This blog post is an excerpt from GovLoop’s recent guide, How You Can Use Data Analytics to Change Government. Download the full guide here.
By now, data analytics has become one of the biggest trends in government. Agencies need it, companies are offering it, and solutions are driven by it. One of the most important aspects of data analytics is its ability to integrate with existing systems, in terms of data sources, applications, infrastructure, as well as security. But it can take a lot of work to reach that level of integration.
Rob Lindsley, Director of Data Analytics for Oracle Public Sector, spoke with GovLoop about ways that organizations can work to make data analytics as user-friendly and flexible as possible. Oracle’s own strategy is focused on providing organizations with a variety of cloud options — allowing for self-service analytics and data visualization — and presenting big data and predictive analysis without a steep learning curve. Simply put, the strategy is to give customers “access to the data they need paired with the analytics they want,” according to Lindsley.

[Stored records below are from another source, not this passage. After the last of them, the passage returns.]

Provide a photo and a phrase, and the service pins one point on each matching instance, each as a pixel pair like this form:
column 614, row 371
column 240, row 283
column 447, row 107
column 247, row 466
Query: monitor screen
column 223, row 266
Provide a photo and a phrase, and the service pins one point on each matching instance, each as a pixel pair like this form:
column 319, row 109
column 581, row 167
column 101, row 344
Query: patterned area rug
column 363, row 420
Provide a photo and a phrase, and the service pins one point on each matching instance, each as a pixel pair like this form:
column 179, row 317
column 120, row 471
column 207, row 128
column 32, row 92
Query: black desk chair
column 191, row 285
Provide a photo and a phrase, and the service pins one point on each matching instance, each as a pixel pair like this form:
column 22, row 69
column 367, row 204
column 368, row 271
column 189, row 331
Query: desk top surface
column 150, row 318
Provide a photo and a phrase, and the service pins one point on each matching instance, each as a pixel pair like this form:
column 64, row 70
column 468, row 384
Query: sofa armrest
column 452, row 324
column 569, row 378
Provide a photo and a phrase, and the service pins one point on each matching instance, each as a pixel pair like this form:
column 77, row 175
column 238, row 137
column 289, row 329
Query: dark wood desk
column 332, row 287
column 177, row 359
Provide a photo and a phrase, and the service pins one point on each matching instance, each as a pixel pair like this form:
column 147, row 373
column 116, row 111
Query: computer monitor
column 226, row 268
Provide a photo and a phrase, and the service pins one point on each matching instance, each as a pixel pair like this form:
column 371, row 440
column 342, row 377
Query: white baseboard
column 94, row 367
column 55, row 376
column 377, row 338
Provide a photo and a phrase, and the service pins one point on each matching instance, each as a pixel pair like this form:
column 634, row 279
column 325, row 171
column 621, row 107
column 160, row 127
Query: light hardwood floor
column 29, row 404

The way government agencies provide analytics to their users is also changing. They can run analytic solutions in their own datacenters; companies that offer the analytics services can deliver them as cloud offerings; or agencies can have third parties run their datacenters. Regardless, the tools or services should be easily available to consumers both inside and outside the organization.
Lindsley described Oracle’s role in government agencies as running the gamut from core business operations like finance and human resources to mission support functionality and beyond. “Oracle has a strong presence in the central operations of many government agencies, but we also have a lot of customers using analytics to accomplish their agency’s core mission in a variety of areas, including transportation, a child services and in defense organizations. They’re using analytics to meet their objectives quickly and more efficiently.”
One of the hallmarks of Oracle’s analytics platform is that it’s offered in both an on-premise deployment model or in the cloud. Users can select which option best suits their needs. For the cloud option, users can choose a public, private or hybrid model. Flexibility is key, because users can easily change between on-premise deployment and cloud deployment as projects develop and agencies’ needs evolve over time. For example, an agency might test a new system in the cloud and then move it to an on-premises datacenter for production deployment. Or they might use cloud infrastructure for public-facing websites and offer improved data transparency.
A variety of data sources are essential to improve flexibility for analytics platforms. Traditional data analytics employs “official” data warehouses or other standard data models, but increasingly government employees need to integrate their own data into the analysis, whether through an Excel spreadsheet or a current roster of government contractors. Oracle delivers self-service capabilities that allow end-users to incorporate a variety of data sources into their analytics.
Agencies are also pushing to instill a culture of data-driven decision making. Both big data analytics and predictive analysis have significant potential for employees when they can be used without a steep learning curve. The government has vast amounts of information on the services it provides, and it also has access to information about external events. An example of an agency successfully harnessing the power of big data analytics is the Department of Transportation (DOT) in a mid-western state. By combining data on traffic patterns, road conditions, safety features, and the weather, this agency can optimize the travel experience, make best use of limited resources and increase the safety of drivers across the state.
Oracle has also helped agencies use existing data to improve current projects and predict future trends. One project involved the U.S. Army, which for more than a decade has worked with Oracle to help identify which units are best suited for particular missions. The process aggregates numerous datasets, including those for staffing, training levels and existing resources. The Army started with straightforward metrics to evaluate unit readiness and then moved toward descriptive analysis, using information about specific capabilities unique to the unit. More recently, the Army is using predictive analysis to determine what types of units will be required in future scenarios.
Lindsley notes these examples highlight the democratization of data access, the usability of modern analytics tools, and easy implementation. Oracle’s strength is solving complex technology challenges, he says. “For government, this means our analytics initiatives can help agencies address a variety of requirements – whether it’s massive data sets, stringent security, or scalability. These examples remind us what can be achieved when we can seamlessly incorporate data analytics into our problem-solving strategies.”